This lab will have you replicate the work you did for the previous lab, but instead of using the Phoenix data you will select a city of your choice to use for this lab, subsequent labs, and the final project.
You want to select a dense city that has a lot of census tracts, so I suggest you select from the 50 largest cities in the US. The Census defines Metropolitan Statistical Areas (MSAs) as “one or more adjacent counties or county equivalents that have at least one urban core area of at least 50,000 population, plus adjacent territory that has a high degree of social and economic integration with the core as measured by commuting ties.” There are currently 384 MSAs in the US.
Wikipedia provides a convenient list of MSAs sorted by size.
library( geojsonio ) # read shapefiles
library( sp ) # work with shapefiles
library( sf ) # work with shapefiles - simple features format
library( mclust ) # cluster analysis
library( tmap ) # theme maps
library( ggplot2 ) # graphing
library( ggthemes ) # nice formats for ggplots
library( dplyr ) # data wrangling
library( pander ) # formatting RMD tables
library( tidycensus )
library( cartogram ) # spatial maps w/ tract size bias reduction
library( maptools ) # spatial object manipulation
We will again use Census data made available through the Diversity and Disparities Project.
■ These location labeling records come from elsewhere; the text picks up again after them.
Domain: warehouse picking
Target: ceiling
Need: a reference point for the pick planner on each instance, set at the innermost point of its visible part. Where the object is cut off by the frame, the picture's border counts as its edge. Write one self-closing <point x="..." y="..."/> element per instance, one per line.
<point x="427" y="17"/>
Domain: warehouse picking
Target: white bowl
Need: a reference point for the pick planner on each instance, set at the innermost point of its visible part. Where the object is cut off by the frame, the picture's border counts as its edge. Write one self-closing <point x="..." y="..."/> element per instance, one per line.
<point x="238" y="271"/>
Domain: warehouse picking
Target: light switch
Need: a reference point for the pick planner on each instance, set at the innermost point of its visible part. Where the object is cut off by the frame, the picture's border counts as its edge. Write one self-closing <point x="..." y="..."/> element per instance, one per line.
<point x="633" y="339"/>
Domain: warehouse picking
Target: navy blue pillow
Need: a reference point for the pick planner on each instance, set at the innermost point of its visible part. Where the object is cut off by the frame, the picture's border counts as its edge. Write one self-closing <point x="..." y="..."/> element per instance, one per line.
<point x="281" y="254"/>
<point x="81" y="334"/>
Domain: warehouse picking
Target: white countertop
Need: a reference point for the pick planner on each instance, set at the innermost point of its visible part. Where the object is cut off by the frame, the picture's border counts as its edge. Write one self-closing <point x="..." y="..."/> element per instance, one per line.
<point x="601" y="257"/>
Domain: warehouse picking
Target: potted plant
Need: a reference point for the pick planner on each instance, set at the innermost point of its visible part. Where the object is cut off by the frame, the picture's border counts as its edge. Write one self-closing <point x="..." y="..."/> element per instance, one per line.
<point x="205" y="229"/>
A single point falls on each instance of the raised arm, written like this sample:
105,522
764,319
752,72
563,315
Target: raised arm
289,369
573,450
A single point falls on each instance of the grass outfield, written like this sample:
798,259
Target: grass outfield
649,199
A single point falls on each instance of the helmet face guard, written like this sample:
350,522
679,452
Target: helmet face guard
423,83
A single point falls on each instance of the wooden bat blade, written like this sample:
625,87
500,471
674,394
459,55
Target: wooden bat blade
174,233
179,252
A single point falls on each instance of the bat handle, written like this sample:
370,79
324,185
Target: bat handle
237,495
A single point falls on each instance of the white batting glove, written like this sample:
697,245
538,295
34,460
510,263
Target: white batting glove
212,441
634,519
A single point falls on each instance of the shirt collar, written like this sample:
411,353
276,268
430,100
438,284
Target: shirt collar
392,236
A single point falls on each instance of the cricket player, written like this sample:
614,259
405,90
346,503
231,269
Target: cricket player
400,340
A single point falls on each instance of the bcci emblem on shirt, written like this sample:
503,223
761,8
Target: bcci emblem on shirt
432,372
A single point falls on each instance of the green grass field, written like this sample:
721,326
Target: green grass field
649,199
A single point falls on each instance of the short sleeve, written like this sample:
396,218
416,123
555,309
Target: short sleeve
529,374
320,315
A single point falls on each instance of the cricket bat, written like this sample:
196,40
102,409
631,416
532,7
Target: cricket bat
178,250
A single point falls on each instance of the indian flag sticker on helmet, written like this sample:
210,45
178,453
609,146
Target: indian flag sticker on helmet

They have created a dataset with 170 variables that have been harmonized from 1970 onward for analysis of changes in tracts over time. We will use a subset of these:
The most time-intensive component of most data projects the wrangling necessary to combine data from a variety of sources, cleaning it, transforming variables, and standardizing the data before it is ready for formal models.
We will use clustering to identify coherent neighborhoods within cities, but we first must acquire data, download shapefiles, transform the shapefiles into Dorling cartograms, and merge all of the map and census files together for the analysis.
This lab requires the following steps:
At this point you are ready to start clustering census tracts.
I will demonstrate the code that you will use for the lab using Minneapolis. You will need to adapt it for your own city.
You can select a city from the list of large MSAs.
To get Census data on the city you will first need to identify all of the counties that comprise the MSA. You can look this information up through MSA to FIPS crosswalks provided by the National Bureau for Economic Research (NBER): https://www.nber.org/data/cbsa-fips-county-crosswalk.html
I have added the file to GitHub for ease of access.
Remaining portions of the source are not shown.